LIVE FROM MWC SHANGHAI 24: Qualcomm CFO and COO Akash Palkhiwala (pictured, right) hailed the impact AI will have across all the industries it now targets, highlighting new use cases particularly in the automotive sector.

Qualcomm has been on a mission to broaden its product portfolio beyond chips for smartphones for several years. It has diversified into automotive, XR, PCs and the Industrial market, all areas that look set to be transformed by fast-growing AI technology.

Reflecting on the company’s roadmap and timeline for these target markets, Palkhiwala noted that smartphones remain Qualcomm’s “base market and those devices are being transformed with AI.”

He then highlighted automotive as a market where it has “established ourselves as the leader for computing and AI on the device. There’s lots of new genAI use cases coming into the cockpit…I’d say that’s next.”

“XR, we’ve already proven ourselves from a tech perspective but XR might be the device that changes the most because of genAI. Using an AI assistant you’ll be able to do things you wouldn’t have done in the past because you won’t be constrained by form factor and size of display. All of that could change. That is a device that could have very significant disruption.”

“The next one in the sequence is PC and the last one is Industrial.”

The executive noted that seeing markets in this timeline “allows us to draw a longterm runway for the company.”

Intelligent cars
Palkhiwala highlighted the automotive market as one where the user experience could be hugely improved thanks to AI. “One of the challenges as an experience for the consumer is something goes wrong and there’s a light on the dashboard and you don’t know what it is. Then the effort to find out what is going on with the car, get an appointment, get it fixed is unnecessarily long.

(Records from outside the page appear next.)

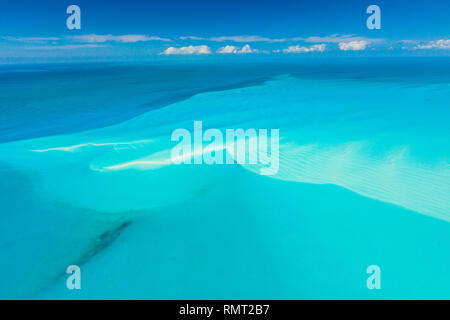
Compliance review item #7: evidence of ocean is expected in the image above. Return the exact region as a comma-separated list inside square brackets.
[0, 57, 450, 299]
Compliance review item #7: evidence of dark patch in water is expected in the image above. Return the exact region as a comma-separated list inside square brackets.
[77, 221, 131, 266]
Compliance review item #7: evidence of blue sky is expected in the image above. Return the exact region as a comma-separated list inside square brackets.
[0, 0, 450, 63]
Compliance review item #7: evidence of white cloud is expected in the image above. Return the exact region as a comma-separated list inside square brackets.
[413, 39, 450, 49]
[180, 36, 286, 42]
[216, 45, 239, 54]
[180, 36, 205, 40]
[298, 34, 385, 44]
[339, 40, 368, 51]
[160, 45, 211, 55]
[69, 34, 171, 43]
[216, 44, 260, 54]
[283, 43, 327, 53]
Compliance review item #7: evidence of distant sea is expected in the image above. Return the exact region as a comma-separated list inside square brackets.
[0, 57, 450, 299]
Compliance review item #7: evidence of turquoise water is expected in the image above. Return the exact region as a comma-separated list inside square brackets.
[0, 58, 450, 299]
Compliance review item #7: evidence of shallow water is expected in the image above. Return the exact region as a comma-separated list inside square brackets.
[0, 59, 450, 299]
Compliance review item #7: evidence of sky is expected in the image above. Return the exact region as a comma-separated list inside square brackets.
[0, 0, 450, 64]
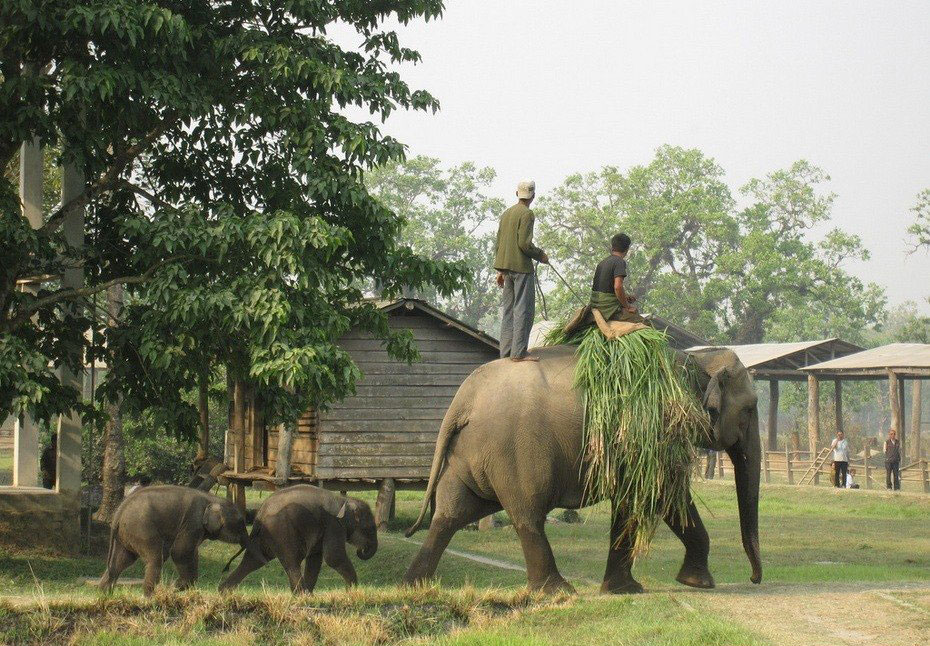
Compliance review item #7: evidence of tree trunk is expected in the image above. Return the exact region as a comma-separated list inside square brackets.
[196, 369, 210, 462]
[94, 285, 126, 523]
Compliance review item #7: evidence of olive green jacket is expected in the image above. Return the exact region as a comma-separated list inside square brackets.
[494, 202, 543, 274]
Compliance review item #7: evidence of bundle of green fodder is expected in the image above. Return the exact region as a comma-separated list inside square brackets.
[546, 326, 710, 555]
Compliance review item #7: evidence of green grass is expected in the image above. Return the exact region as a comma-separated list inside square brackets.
[0, 482, 930, 646]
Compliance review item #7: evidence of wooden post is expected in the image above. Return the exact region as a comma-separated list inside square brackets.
[766, 379, 778, 450]
[911, 379, 923, 460]
[274, 422, 295, 487]
[862, 444, 872, 489]
[807, 375, 820, 484]
[833, 379, 844, 433]
[375, 478, 396, 532]
[888, 370, 906, 461]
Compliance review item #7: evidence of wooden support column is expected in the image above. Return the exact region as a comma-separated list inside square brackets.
[911, 379, 923, 460]
[768, 379, 787, 451]
[807, 375, 820, 484]
[888, 370, 906, 458]
[833, 379, 845, 433]
[274, 422, 296, 487]
[13, 140, 43, 487]
[56, 163, 85, 496]
[375, 478, 397, 532]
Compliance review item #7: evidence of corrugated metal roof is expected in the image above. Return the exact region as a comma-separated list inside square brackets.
[804, 343, 930, 373]
[688, 339, 838, 368]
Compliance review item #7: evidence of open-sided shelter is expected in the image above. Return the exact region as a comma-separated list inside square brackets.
[689, 338, 862, 455]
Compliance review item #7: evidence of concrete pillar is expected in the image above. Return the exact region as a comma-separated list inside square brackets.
[911, 379, 923, 460]
[13, 140, 43, 487]
[833, 379, 844, 433]
[57, 164, 85, 495]
[768, 379, 787, 451]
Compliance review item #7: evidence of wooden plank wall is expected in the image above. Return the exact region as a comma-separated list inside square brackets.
[316, 310, 497, 479]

“Why not take an AI model, train it on the manual of the car and make it available as a genAI experience to the end user where you have a conversation with the car about what’s wrong and then the car can offer you ways and how to repair it? It’s a very simple use case, technologically not that difficult to do, but it allows you to get over one of the things users don’t like about a car. The user experience of dealing with a  problem with a car is less than satisfactory and that could change.”